Relocation companies are reporting a rise in enquiries from expats wanting to move either back to their country of origin, or elsewhere in Asia. School closures due to Covid-19 may prove the icing on the cake. The heads of both the British and French chambers of commerce have warned that the city-state is facing ‘an exodus’ and a number of expat bankers reported anonymously to Bloomberg that they were staying away until the outbreak is over.
Corona crackdown slashes Italy’s GDP
Expats in Italy are watching with dismay as the virus lockdown sends the country’s economy into freefall, with Treasury officials estimating that Italy’s economic output has been reduced by around 10-15%.
Lorenzo Codogno, the Italian Treasury’s chief economist from 2006 to 2015, estimated that tourism and transport had fallen by about 90%, retail (not including food stores) was down 50%, and factory output had fallen by about 10%. Italy’s economy is now formally in recession, a concern to expat residents who are currently prevented from leaving the country.
US expats face brokerage account closure
US expats are increasingly finding that their accounts are being shut down by American banks and brokerage firms, including Morgan Stanley, Merrill Lynch, TIAA, Edward Jones and Wells Fargo, due to their non-resident status.
FACTA, the Foreign Account Compliance Tax Agreement, is changing global financial regulations and placing new compliance burdens on non-US financial institutions which have US clients. Thus many non-US financial institutions are now not prepared to deal with US citizens, but even worse, US financial institutions are doing the same.
Restrictions such as banning the sale of US mutual funds to non-residents are coming into force. Treasury Department regulations, brought in to tackle money laundering, are also placing an added compliance burden on institutions.
Travel restrictions cause job losses and airline collapse
Travel restrictions brought in to try to delay the spread of Covid-19 are causing job losses among expats working in the aviation industry, with global aviation firm CAPA predicting that most of the world’s biggest airlines will become insolvent by the end of May. US-based Delta has, for example, grounded 40% of its flights. Airlines are burning up their liquidity and greatly reduced funds are coming in.
Covid-19 hits Singapore’s bankers
Travel restrictions have also been bemoaned by Singapore’s banking community, who say that banking is still a face-to-face industry which will be significantly affected by travel restrictions and quarantine. Short trips are now ruled out as finance workers will not want to self isolate, so only deals which necessitate spending weeks or months in another country are being countenanced, said one Singapore-based banker.
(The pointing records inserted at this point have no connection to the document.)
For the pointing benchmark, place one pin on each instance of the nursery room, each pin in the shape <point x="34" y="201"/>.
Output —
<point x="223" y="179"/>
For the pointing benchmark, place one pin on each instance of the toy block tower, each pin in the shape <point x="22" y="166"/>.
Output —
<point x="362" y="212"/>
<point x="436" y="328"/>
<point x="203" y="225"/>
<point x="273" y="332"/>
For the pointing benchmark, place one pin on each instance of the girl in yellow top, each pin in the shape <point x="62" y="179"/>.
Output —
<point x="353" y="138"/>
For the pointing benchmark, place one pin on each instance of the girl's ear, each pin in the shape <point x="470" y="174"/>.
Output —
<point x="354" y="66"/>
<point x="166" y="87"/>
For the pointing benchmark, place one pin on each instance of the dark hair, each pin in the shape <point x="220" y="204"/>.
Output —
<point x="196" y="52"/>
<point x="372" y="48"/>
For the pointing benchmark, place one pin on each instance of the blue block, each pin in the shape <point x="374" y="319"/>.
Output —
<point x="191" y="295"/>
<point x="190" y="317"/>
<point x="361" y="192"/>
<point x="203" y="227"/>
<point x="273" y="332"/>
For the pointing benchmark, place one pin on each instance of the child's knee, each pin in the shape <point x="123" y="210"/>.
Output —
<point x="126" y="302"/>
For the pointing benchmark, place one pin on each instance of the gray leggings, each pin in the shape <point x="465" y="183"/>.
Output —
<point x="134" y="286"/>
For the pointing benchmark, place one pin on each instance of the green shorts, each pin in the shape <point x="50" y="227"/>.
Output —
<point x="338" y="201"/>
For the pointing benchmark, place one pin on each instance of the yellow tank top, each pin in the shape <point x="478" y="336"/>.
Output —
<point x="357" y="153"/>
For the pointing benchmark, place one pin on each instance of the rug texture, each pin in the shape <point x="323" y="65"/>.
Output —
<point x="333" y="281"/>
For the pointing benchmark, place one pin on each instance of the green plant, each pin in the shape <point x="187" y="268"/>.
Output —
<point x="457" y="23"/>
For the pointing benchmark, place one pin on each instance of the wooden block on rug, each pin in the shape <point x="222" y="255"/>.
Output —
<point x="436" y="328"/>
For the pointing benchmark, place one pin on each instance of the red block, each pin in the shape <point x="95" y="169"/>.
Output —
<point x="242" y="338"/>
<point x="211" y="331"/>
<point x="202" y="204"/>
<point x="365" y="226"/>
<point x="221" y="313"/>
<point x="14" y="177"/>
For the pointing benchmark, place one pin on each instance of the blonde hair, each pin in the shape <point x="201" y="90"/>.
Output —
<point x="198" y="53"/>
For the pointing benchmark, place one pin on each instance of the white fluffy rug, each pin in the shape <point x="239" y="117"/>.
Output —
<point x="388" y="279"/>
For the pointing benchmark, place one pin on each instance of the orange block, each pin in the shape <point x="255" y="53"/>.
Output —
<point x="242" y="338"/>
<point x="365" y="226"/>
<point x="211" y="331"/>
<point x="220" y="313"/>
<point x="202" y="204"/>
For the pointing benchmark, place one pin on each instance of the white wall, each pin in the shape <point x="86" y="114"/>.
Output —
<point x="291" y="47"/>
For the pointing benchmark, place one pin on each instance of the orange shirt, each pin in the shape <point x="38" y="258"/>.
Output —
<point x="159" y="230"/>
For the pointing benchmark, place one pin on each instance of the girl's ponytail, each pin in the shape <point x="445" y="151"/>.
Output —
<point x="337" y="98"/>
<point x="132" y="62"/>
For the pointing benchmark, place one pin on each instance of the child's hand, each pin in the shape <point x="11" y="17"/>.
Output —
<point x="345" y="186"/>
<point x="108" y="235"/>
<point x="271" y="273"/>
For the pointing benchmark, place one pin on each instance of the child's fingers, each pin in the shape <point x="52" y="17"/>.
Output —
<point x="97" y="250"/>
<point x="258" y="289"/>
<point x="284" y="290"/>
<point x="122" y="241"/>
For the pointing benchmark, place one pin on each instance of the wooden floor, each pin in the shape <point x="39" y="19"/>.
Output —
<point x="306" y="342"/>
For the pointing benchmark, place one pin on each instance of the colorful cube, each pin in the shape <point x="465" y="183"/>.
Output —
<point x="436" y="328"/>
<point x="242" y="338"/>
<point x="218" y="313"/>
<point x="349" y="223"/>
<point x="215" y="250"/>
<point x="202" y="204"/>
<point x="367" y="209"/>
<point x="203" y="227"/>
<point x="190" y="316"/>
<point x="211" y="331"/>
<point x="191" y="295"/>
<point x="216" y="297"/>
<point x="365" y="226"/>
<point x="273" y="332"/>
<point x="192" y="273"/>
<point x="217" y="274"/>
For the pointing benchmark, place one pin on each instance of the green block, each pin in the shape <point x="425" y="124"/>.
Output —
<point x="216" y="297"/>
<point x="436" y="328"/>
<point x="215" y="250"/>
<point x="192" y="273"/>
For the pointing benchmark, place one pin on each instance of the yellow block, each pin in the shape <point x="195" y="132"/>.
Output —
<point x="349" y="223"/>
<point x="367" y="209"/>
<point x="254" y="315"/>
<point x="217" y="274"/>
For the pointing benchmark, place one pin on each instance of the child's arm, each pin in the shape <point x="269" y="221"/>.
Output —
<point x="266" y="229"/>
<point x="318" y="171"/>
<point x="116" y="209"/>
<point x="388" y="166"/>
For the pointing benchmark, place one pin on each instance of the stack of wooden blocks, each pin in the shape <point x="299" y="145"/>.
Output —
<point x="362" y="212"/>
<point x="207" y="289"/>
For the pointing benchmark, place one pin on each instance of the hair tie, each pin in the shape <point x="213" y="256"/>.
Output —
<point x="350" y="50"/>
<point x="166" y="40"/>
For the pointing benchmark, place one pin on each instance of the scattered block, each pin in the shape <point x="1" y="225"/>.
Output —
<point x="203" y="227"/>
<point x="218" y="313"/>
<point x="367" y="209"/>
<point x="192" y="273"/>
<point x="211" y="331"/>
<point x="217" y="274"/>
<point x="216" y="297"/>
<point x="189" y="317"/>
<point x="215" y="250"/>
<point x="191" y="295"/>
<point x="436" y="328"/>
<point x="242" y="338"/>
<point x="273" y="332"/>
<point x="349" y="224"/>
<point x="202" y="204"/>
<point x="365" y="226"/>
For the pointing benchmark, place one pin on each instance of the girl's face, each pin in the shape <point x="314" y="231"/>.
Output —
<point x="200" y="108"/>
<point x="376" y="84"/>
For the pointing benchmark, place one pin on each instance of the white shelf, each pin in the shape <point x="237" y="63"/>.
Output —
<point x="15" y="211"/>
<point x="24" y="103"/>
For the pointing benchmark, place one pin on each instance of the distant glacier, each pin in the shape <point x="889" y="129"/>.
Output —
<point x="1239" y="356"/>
Landlords in the UK see new guidelines for Covid-19
If you are living abroad but renting out property that you own in the UK, keep an eye on government guidelines as you may be entitled to a mortgage holiday (the UK government has indicated that this also applies to buy to let properties) during the Covid-29 crisis. There may also be financial help available for your tenants, so it is best to keep checking the news and seeing how this fast unfolding situation develops.
British expats resident outside the EU, for example in Australia, have expressed anger that their pension concerns have not still been addressed now that Britain has finally left the EU. This has been rumbling for some considerable time, of course, but the UK government has now said that it will continue to ‘uprate’ the pensions of Britons resident in the EU, which is obviously good news for those expats, but is still either unable or unwilling to extend the same consideration to Brits in the Antipodes.
Campaigners say that so-called “partial uprating” would involve an upfront cost of £37m – substantially less than the amount projected by the government, who concede that the rules are ‘illogical’ but who do not intend to redress them.